XForms State Handling at a Glance

Rationale

Updated 2012-02-07.

Some aspects of XForms processing are time-consuming, including:
  • creating the initial data structures associated with the XForms markup
  • statically analyzing aspects of the XForms page, including XPath expressions
  • responding to Ajax requests that act upon an XForms page
For these reasons, the XForms engine in Orbeon Forms is supported by mechanisms of state handling and caches.

Different states of a live XForms page

Each live (i.e. in a state where a user can interact with it) XForms page is made of two types of information:
  • Static information, AKA the page's static state, which never changes for the lifecycle of the page. This includes:
    • what models and initial instances of the page
    • the static descriptions of controls on the page
    • the description of event handlers, actions
    • etc.
  • Dynamic information, AKA the page's dynamic state, which typically changes over the lifecycle of the page. This includes:
    • current instance documents
    • current state of the tree of control, including
      • values of the XForms controls
      • unrolled repeat iterations
      • states of switch/cases and dialogs
      • etc.
The dynamic state is first created when the page is loaded, and then is updated as the user interacts with the page.

Both static state and dynamic state have two representations:
  • a representation as Java objects
  • a serialized representation

Static state

The static state is implemented in class XFormsStaticState and related.

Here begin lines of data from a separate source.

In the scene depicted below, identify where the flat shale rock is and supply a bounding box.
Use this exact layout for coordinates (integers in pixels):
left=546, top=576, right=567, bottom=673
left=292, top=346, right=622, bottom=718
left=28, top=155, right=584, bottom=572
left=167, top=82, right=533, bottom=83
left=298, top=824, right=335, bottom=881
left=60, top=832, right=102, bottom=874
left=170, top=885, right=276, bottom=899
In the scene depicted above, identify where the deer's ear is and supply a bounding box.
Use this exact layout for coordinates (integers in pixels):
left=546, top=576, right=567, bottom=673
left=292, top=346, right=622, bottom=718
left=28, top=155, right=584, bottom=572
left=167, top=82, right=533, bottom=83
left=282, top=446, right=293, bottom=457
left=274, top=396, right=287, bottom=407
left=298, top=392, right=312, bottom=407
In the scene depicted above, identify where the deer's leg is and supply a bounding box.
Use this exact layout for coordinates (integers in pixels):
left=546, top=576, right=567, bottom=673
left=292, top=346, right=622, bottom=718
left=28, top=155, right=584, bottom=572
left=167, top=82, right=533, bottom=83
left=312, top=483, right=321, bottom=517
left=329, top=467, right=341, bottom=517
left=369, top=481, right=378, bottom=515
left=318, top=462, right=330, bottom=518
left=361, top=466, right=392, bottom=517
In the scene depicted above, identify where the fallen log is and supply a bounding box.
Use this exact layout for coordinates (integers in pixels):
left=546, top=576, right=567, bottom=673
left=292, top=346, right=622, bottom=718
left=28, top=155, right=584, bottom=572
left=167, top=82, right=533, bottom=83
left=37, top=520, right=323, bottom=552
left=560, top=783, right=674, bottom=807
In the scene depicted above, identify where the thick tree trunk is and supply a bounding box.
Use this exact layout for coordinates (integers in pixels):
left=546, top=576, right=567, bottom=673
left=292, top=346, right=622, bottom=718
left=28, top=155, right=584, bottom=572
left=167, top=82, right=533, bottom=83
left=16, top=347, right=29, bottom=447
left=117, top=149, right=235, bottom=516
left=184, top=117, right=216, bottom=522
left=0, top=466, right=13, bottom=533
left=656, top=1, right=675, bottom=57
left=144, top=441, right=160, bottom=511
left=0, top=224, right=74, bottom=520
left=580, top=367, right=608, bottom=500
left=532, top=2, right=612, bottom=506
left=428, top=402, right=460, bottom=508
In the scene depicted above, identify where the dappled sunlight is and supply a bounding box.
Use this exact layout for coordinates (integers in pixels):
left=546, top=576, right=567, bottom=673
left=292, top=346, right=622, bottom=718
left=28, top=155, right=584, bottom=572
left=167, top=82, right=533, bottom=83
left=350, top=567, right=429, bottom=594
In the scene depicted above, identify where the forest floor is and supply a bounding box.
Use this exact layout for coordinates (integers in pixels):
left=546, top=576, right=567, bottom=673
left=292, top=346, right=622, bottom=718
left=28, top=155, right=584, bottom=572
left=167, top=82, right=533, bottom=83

Static state is computed during a phase also called static analysis.

Dynamic state

The dynamic state is implemented in class XFormsContainingDocument and related.

Cacheable information

For each XForms page, mainly two types of information can be cached:
  • static state:
    • if there are two requests for a page with the same static information, then the static state can be cached and shared between the two pages
    • this saves a lot of the XForms initialization work
    • NOTE: this occurs before any of the XForms processing per se starts, i.e. before any instance is loaded and before any event handlers runs on the page
  • dynamic state:
    • between Ajax requests on a given page, the dynamic state information is kept in a cache so that it can be retrieved quickly when the Ajax requests comes in

Hierarchy of caches

Here is how various caches are used:
  • when possible, the XPL (XML pipelines) caches the document's digest and initial incoming HTML for initial generation of the HTML page
    • see: XFormsToXHTML
  • static information of XForms documents is cached in memory by digest
    • implementation: XFormsStaticStateCache (uses MemoryCacheImpl)
    • property: oxf.xforms.cache.static-state.size
  • running XForms documents are cached in memory by UUID
    • implementation: XFormsDocumentCache (uses MemoryCacheImpl)
    • property: oxf.xforms.cache.documents.size
  • when running documents are ousted from XFormsDocumentCache, they are serialized to a store
    • implementation: EhcacheStateStore extends XFormsStateStore
    • configuration: oxf:/config/ehcache.xml

XForms state manager

The state manager (XFormsStateManager) handles the lifecycle of XFormsContainingDocument, including:
  • managing access to XFormsDocumentCache
  • managing access to XFormsStateStore
The lifecycle of documents is outline in an interface, XFormsStateLifecycle. See XForms Document Lifecycle.

State serialization

Static state

The static state is a serialized String version of an XML representation of the state.

Dynamic state

The dynamic state used to be serialized String version of an XML representation of the state.

As of 2012-02, the dynamic state is first converted to a snapshot (DynamicState.scala), which itself can be serialized as a Seq[Byte] when needed.

What gets serialized:
  • uuid
  • sequence number
  • other details
    • deployment type, request context path, request path, container type, container namespace
    • versioned path matchers
    • pending uploads information
  • subset of controls state, including
    • switch selected cases
    • repeat indexes
    • last Ajax response if present
  • all instances, except instances that are inline, readonly and non-replaced (all conditions must apply)
    • NOTE: cacheable instances only serialize their metadata, not their XML document, so they are cheaper to serialize
  • in noscript mode, the HTML template
Full control state / tree doesn't get serialized because it's fully reconstructible from information above.

XForms state store

The state store manages serialized static state information and dynamic state information.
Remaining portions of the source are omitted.